Ankle bone morphology affects the size of non-trauma related osteochondral lesions of the talus in skeletally immature children

The etiology of osteochondral lesions of the talus (OLT) is not entirely clear. Between 49% and 59% of children are reported to have a history of injury-based lesions, which is less than that reported in adults (61%–98%) [[1], [2], [3]]. Idiopathic lesions, where there is no obvious injury, have been reported to have etiologies that may include regional vascular compromise, genetic predisposition, ankle instability, and abnormal morphology of the ankle [[4], [5], [6], [7], [8], [9], [10]]. Since 2018, there have been several reports on the correlation between OLTs and bone morphology. Teramoto et al. analyzed 19 patients with OLTs using 3-dimensional computed tomography (3D-CT) [8]. Their findings showed that patients with lesions had significantly different size and angle of the medial malleolus and the anterior opening angle of the talus compared with the controls [8]. In 2020, Masqijo et al. described the longer trochlea tali arc (TaL) in children and adolescent patients with OLTs using magnetic resonance imaging (MRI) [5]. Therefore, the bone morphology of the ankle seems to affect the development of OLTs.

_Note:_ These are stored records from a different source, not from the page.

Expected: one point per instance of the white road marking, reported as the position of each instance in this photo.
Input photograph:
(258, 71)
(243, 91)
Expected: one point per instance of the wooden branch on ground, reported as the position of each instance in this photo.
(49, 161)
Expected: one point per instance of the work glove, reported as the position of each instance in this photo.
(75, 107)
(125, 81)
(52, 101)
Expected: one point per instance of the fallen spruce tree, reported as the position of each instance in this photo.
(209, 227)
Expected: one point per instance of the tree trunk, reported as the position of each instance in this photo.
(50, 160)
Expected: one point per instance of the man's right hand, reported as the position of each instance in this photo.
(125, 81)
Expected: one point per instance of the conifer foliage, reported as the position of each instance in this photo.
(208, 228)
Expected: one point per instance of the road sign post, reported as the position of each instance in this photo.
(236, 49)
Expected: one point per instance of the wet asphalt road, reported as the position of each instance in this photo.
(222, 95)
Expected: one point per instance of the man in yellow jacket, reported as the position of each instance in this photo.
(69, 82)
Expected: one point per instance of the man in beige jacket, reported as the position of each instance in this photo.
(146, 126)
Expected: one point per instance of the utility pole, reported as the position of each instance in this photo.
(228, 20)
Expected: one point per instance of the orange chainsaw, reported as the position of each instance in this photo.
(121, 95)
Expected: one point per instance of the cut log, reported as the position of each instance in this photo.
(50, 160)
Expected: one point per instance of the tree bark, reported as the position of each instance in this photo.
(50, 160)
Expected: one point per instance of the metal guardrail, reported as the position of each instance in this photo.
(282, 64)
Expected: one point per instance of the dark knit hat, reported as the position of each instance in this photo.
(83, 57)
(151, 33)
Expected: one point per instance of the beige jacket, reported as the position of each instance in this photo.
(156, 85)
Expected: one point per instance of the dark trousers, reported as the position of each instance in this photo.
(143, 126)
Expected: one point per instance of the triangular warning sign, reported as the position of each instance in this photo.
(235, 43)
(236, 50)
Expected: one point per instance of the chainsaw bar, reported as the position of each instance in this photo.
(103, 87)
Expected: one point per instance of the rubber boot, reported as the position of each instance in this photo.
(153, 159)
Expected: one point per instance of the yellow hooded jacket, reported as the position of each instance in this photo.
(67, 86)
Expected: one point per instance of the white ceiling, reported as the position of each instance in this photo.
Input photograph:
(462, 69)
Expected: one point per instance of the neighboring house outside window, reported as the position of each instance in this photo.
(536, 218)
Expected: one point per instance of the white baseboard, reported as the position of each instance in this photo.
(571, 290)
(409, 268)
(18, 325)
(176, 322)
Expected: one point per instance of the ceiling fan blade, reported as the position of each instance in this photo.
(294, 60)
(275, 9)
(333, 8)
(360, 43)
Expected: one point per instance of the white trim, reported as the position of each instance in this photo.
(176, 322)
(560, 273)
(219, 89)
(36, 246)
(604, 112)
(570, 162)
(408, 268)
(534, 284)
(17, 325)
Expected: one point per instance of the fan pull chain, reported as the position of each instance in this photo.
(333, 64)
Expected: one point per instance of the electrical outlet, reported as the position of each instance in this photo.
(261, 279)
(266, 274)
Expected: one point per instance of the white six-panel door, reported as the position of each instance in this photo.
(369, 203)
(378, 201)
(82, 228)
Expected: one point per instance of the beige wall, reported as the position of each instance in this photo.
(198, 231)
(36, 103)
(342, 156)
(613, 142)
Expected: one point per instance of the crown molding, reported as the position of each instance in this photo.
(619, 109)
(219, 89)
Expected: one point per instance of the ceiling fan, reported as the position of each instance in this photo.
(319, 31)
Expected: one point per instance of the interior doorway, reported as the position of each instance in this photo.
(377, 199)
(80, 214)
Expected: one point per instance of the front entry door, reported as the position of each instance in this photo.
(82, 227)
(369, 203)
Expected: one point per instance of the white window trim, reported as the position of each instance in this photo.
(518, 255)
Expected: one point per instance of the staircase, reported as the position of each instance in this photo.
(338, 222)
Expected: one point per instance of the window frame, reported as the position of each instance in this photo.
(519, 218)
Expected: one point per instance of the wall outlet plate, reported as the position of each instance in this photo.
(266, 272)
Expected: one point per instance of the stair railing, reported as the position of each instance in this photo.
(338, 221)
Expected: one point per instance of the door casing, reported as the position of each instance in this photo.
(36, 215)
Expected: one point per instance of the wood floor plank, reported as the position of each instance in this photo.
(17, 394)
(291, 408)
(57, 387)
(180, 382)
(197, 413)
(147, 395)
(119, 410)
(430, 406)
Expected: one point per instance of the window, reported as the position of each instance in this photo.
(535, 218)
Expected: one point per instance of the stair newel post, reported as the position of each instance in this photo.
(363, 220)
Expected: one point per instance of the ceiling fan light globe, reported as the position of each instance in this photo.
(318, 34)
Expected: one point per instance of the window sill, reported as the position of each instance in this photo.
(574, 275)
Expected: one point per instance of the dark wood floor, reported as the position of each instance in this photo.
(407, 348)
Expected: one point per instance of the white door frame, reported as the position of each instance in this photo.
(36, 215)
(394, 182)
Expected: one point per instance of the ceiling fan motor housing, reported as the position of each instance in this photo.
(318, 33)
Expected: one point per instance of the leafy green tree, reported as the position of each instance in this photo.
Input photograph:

Several studies have suggested that the size of an OLT is one of the most important factors; it is generally accepted that large lesions have worse postoperative clinical outcomes than small lesions [[11], [12], [13]]. Therefore, evaluating the size of OLTs is clinically important in selecting appropriate surgical procedures depending on the size of OLTs. However, to our knowledge, there are currently no reports of a correlation between bone morphology and the size of OLTs. By identifying the specific bone morphology that affects the size of OLTs, it may be possible to identify the etiology of OLT in skeletally immature children. In addition, when patients have this specific bone morphology with OLT, effective treatments for the etiology of OLT need to be considered.

This study aimed to elucidate what bone morphology factors affect the size of lesions that develop with and without injury, and to investigate the cause of lesions that develop without injury. The present study hypothesized that the size of OLTs that develop in the absence of injury in skeletally immature children is affected by specific bone morphology.